Naturalmente, è soprattutto dalle frange estreme che si alzano i toni, mentre l’Udeur applaude la Cei e la Margherita vede il bicchiere mezzo pieno, con il ministro per la Famiglia Rosy Bindi che difende i «suoi» Dico e vede nell’intervento dei vescovi un «apporto al dialogo» e il collega dell’Istruzione Giuseppe Fioroni, convinto che il ddl non sia in contrasto con l’insegnamento cattolico.

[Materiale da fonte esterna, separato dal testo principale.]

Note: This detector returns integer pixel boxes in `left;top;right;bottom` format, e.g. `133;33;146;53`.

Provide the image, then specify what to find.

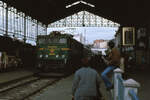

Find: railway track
0;75;61;100
0;76;40;93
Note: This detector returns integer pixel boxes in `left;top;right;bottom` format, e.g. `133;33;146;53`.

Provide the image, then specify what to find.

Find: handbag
72;96;74;100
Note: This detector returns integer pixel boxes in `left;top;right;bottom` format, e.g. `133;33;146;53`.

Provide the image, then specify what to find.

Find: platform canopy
2;0;150;26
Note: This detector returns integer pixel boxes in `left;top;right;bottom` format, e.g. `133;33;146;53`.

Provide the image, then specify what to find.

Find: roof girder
1;0;150;26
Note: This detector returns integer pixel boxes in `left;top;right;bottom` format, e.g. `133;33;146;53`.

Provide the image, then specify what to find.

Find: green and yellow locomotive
36;31;84;74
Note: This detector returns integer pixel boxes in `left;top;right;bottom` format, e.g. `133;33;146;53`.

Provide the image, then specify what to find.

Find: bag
72;96;74;100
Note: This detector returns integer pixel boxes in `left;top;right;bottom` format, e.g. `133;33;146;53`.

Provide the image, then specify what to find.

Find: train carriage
0;36;36;71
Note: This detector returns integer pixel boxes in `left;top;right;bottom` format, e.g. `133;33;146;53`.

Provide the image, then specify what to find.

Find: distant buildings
93;39;109;48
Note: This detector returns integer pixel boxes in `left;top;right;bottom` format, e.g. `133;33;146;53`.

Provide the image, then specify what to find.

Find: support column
77;13;79;26
37;21;38;36
71;15;72;27
89;12;91;26
94;14;96;26
45;25;47;35
36;21;38;44
5;5;8;36
82;11;85;27
24;16;26;43
120;26;123;54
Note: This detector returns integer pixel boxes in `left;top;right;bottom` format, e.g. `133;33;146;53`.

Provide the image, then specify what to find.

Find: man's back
72;67;101;97
109;47;120;67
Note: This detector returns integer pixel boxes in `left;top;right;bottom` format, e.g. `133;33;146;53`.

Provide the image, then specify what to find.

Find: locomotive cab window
59;38;67;43
38;38;46;44
47;38;67;43
48;38;59;43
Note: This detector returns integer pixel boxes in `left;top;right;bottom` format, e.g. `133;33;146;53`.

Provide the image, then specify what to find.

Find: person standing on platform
72;56;102;100
101;41;120;91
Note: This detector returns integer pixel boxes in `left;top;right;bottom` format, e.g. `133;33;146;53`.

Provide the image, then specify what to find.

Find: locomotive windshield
48;38;67;44
38;38;46;44
37;37;67;44
59;38;67;43
48;38;59;43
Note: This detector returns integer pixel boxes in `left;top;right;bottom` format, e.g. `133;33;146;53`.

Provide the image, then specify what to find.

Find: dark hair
81;56;90;67
108;41;115;48
89;56;95;68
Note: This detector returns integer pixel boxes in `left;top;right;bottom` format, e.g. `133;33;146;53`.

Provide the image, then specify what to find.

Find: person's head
108;41;115;49
81;56;90;67
89;56;96;68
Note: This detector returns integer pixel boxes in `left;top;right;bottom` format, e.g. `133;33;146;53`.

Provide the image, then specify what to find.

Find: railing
129;89;139;100
117;75;124;100
109;68;140;100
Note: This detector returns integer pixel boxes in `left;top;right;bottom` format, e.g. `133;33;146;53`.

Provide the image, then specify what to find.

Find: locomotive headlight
38;63;41;68
62;55;65;58
45;55;48;58
39;55;42;58
56;55;59;58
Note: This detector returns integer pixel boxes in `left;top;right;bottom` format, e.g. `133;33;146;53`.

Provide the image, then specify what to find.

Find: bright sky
47;27;118;44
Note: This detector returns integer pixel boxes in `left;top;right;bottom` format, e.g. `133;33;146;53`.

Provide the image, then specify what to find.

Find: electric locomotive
36;31;84;74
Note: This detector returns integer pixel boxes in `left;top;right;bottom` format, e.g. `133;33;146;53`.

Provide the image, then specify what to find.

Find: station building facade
115;26;150;69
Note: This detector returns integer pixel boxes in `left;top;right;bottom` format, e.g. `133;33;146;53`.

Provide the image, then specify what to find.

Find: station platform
28;71;107;100
28;68;150;100
0;67;149;100
0;68;34;86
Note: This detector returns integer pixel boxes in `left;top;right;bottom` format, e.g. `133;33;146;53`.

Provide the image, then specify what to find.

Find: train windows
38;38;46;44
59;38;67;43
38;37;67;44
53;38;59;43
48;38;59;43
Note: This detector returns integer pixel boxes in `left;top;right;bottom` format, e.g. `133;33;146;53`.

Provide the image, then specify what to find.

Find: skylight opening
66;0;95;8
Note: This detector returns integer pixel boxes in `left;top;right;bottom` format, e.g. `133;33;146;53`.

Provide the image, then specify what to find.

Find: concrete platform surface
0;69;34;85
29;68;150;100
31;75;74;100
29;73;107;100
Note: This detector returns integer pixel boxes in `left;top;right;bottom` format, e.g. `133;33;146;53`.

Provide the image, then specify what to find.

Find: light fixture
66;0;95;8
40;55;42;58
80;1;95;7
66;1;80;8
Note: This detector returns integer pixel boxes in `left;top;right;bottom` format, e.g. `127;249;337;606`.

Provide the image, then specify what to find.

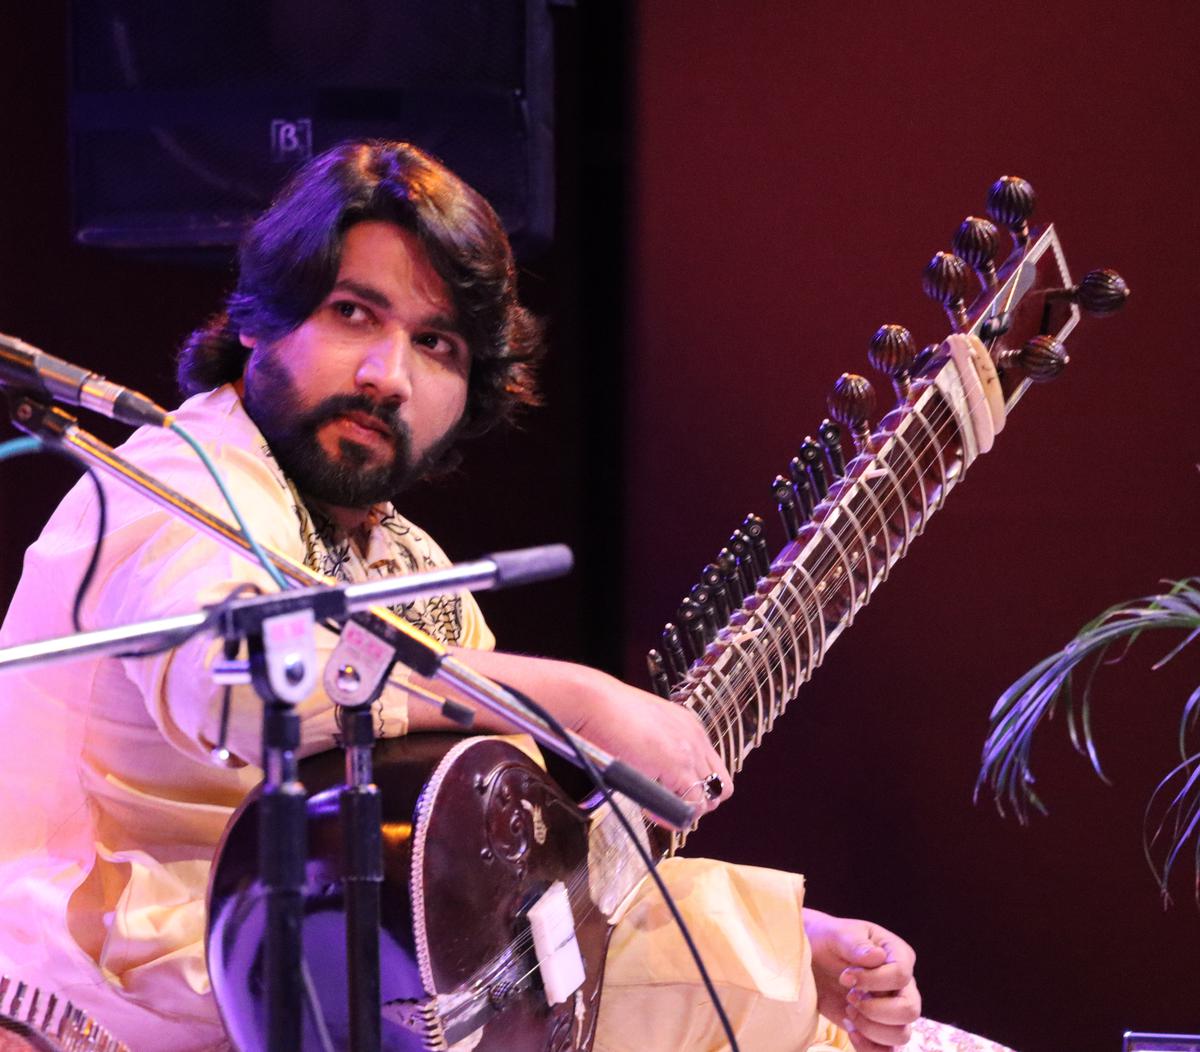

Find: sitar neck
648;216;1102;847
674;366;972;794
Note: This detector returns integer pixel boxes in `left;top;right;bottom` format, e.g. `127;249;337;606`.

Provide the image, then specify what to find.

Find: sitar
207;177;1128;1052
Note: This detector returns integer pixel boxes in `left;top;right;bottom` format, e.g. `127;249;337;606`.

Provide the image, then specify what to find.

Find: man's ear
239;332;258;349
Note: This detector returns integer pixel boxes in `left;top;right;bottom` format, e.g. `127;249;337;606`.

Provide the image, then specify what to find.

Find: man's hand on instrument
803;909;921;1051
568;667;734;816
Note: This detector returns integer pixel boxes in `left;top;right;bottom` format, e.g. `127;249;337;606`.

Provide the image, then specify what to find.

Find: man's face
241;221;471;507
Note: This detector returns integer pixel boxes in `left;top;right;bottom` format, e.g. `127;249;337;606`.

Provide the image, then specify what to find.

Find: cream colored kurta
0;386;496;1048
0;386;1009;1052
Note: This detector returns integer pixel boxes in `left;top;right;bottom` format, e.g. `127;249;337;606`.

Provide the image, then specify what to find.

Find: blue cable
168;421;291;591
0;435;43;461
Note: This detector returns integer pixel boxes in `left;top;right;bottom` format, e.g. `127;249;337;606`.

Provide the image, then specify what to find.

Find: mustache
304;393;408;440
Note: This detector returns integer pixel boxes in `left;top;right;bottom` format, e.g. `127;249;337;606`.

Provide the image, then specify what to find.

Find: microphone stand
3;390;697;1052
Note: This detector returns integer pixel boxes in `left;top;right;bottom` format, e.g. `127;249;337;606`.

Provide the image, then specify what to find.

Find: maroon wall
626;3;1199;1047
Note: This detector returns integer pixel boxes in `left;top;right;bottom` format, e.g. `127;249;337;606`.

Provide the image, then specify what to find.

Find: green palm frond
976;577;1200;904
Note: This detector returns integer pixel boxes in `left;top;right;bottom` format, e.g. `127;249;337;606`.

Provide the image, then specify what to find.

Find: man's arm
408;647;734;811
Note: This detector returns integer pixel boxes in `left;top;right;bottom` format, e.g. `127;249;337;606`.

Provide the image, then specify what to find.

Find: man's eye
415;332;459;356
332;301;371;325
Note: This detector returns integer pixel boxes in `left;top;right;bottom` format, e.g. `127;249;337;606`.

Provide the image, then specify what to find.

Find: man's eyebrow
331;278;393;311
422;312;464;335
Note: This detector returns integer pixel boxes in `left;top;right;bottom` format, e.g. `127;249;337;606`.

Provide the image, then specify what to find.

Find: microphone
0;331;173;427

Ma per il vicepresidente Ds del Senato Gavino Angius ormai c’è «un aperto conflitto tra Stato e Chiesa che colpisce i principi costituzionali».
Il numero uno della Camera, Fausto Bertinotti, è più cauto e parla di «dibattito utile», ma ribadisce con chiarezza: «Bisogna avere l'ambizione di realizzare ogni giorno la laicità dello Stato per costruire la storia delle istituzioni su valori autonomi». Va bene il rispetto per la religione, cattolica in particolare, aggiunge, e la libertà delle gerarchie ecclesiastiche al potersi esprimere», ma per garantire una «pacifica convivenza» ci vogliono dei paletti. «Resta fermo - avverte Bertinotti - il dovere delle istituzioni a difendere la propria laicità, che altrimenti facendo farebbe aprire un vulnus, dovendo ammettere che la Costituzione non esprime valori capaci di fondare su di essi la facoltà autonoma del legislatore, divenendo elemento di fortissima delegittimazione».

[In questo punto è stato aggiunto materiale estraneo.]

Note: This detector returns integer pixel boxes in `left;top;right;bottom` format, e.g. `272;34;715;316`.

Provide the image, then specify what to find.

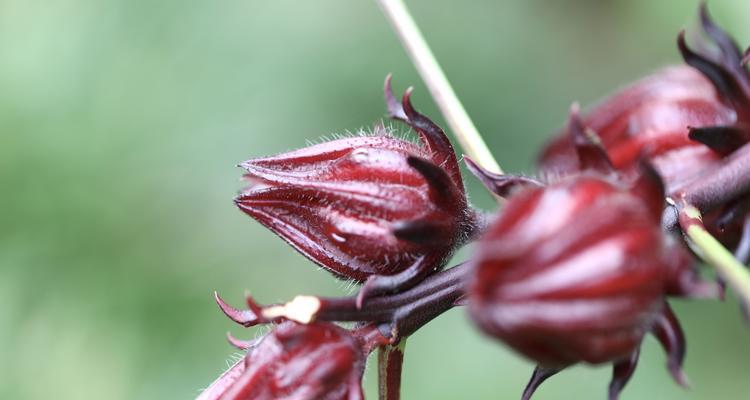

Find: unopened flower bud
468;169;717;399
537;5;750;249
201;321;369;400
236;76;478;303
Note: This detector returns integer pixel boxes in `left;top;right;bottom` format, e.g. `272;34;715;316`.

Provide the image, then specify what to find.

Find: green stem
679;205;750;311
375;0;502;174
378;339;408;400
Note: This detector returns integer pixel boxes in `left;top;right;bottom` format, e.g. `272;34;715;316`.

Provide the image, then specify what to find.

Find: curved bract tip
567;103;615;175
464;156;543;198
225;332;258;350
608;348;641;400
520;366;562;400
384;75;463;188
384;74;407;121
632;157;667;221
651;302;691;389
214;291;263;327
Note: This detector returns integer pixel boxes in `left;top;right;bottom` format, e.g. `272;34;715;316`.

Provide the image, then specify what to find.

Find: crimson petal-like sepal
677;30;750;114
236;77;477;301
679;5;750;157
538;64;732;192
688;125;750;156
698;3;750;103
651;301;690;388
631;159;667;220
520;366;562;400
542;0;750;197
214;291;264;327
203;322;371;400
464;156;543;198
539;5;750;254
384;75;463;189
405;155;464;208
225;332;258;351
608;348;640;400
468;172;715;399
567;103;615;175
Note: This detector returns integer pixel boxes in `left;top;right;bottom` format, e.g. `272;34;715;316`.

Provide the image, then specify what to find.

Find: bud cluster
199;4;750;400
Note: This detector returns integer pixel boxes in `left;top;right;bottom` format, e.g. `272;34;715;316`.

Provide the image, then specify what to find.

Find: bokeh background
2;0;750;398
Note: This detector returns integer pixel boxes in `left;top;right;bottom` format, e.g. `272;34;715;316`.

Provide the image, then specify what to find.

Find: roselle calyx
235;76;478;304
467;167;718;400
537;5;750;248
198;321;378;400
538;64;731;190
538;4;750;190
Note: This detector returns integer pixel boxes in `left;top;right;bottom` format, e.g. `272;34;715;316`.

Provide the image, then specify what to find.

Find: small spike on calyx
226;332;257;350
384;74;407;121
392;220;446;244
214;291;262;327
688;125;750;156
651;302;690;388
630;159;667;221
677;30;749;111
521;366;562;400
464;156;543;197
407;156;458;204
567;103;615;174
608;348;640;400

Il centrodestra compatto difende, invece, la posizione dell’episcopato. Per Claudio Scajola di Fi non c’è nessuna «guerra santa» dei cattolici, ma è troppo facile approvare i vescovi quando parlano di pace e attaccarli se difendono la famiglia. «La Chiesa - afferma - ha il dovere di richiamare i cattolici impegnati in politica alla coerenza tra il proprio impegno pubblico e i valori a cui fanno riferimento. Non si può predicare bene e razzolare male». Maurizio Gasparri di An sottolinea che la nota è vincolante per chi sostiene politiche in difesa della famiglia. «Una nota che spazza via ogni ambiguità e che soprattutto invita alla coerenza politici e non solo». E Luca Volontè dell’Udc esprime «piena sintonia con la nota della Cei.

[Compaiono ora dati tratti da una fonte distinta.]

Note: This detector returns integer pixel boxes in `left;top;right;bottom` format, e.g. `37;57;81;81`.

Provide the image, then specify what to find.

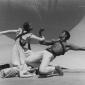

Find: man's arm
38;28;59;45
38;28;54;45
67;43;85;51
39;39;58;46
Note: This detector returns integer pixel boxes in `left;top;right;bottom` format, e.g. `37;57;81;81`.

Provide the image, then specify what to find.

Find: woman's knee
25;58;30;64
25;58;33;66
12;63;20;67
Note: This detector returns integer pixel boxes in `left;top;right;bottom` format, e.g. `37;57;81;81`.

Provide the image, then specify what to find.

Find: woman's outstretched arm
0;30;18;34
30;34;45;41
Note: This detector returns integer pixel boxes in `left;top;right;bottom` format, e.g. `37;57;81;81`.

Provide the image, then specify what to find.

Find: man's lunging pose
26;30;85;76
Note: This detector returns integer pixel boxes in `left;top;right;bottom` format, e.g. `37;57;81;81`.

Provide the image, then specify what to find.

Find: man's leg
39;51;63;76
39;51;55;74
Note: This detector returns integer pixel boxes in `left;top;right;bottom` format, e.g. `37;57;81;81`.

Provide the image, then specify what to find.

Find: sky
0;0;85;40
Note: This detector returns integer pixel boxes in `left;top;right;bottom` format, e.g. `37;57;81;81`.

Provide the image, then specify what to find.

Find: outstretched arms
30;34;45;41
0;30;17;34
39;39;56;45
67;43;85;51
38;28;59;45
38;28;55;45
26;28;45;41
0;28;23;35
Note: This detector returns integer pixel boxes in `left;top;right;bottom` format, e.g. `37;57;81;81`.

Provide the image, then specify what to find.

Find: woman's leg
17;44;26;65
25;51;43;68
12;44;21;66
12;42;26;66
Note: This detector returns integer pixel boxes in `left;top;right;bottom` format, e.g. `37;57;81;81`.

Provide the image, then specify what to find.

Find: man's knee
39;66;47;74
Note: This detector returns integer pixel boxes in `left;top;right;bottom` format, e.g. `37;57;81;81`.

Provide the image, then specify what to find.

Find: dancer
0;22;45;67
0;64;36;78
26;30;85;76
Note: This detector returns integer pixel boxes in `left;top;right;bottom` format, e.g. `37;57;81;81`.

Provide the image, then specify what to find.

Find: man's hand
38;28;45;37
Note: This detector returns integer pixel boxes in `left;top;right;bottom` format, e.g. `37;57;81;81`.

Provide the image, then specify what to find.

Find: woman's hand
41;36;45;41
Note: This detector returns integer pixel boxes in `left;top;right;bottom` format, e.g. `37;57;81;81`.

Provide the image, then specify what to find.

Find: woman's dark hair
23;22;32;32
15;22;32;40
62;30;70;40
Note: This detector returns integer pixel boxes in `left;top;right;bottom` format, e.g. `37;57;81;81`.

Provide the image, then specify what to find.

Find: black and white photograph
0;0;85;85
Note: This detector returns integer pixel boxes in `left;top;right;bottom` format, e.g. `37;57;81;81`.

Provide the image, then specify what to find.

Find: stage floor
0;72;85;85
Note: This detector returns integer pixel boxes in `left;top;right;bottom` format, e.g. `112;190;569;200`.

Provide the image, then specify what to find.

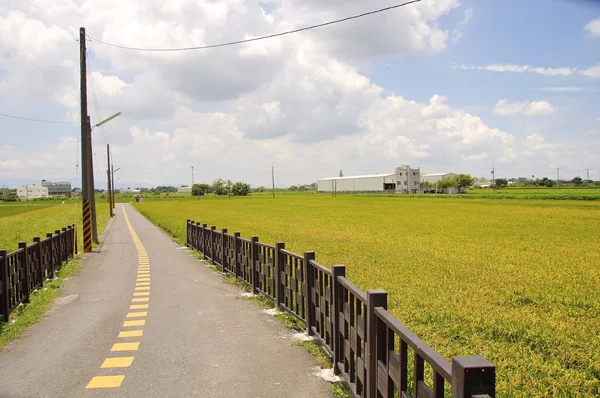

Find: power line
0;112;78;124
87;0;422;52
86;51;109;146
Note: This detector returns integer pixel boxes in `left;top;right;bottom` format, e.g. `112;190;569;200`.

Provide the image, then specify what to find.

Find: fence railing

La maggioranza deve fare i conti con le sue contraddizioni, che il richiamo dei vescovi fa esplodere. L’Udeur è l’unico partito della coalizione che nel governo ha detto no ai Dico e annunciato il voto contrario in Parlamento e ora fa sapere che non ci possono essere cattolici «a tempo determinato», mentre il Campanile è «ogni giorno impegnato laicamente a testimoniare la propria ispirazione in politica e nella società». «Oggi - dice una nota - non ci sentiamo soli». Enzo Carra, parlamentare cattolico della Margherita, spiega che i teodem «in piena autonomia» già si stanno muovendo nella direzione indicata dalla Cei. Il segretario dello Sdi Enrico Boselli, invece, è furioso per l’intervento della Cei: «Manca solo la scomunica». E se la prende con la «debole» reazione dei Ds preoccupati «che lo scontro con la Margherita su questi temi ostacoli il cammino verso il Partito democratico». In effetti, non è facile neppure conciliare il ministro Verde dell’Ambiente Alfonso Pecoraro Scanio che accusa la Cei di alzare «steccati ideologici», con Paola Binetti o il ministro radicale per le Politiche europee Emma Bonino che attacca il «pesante intervento» dei vescovi con Clemente Mastella.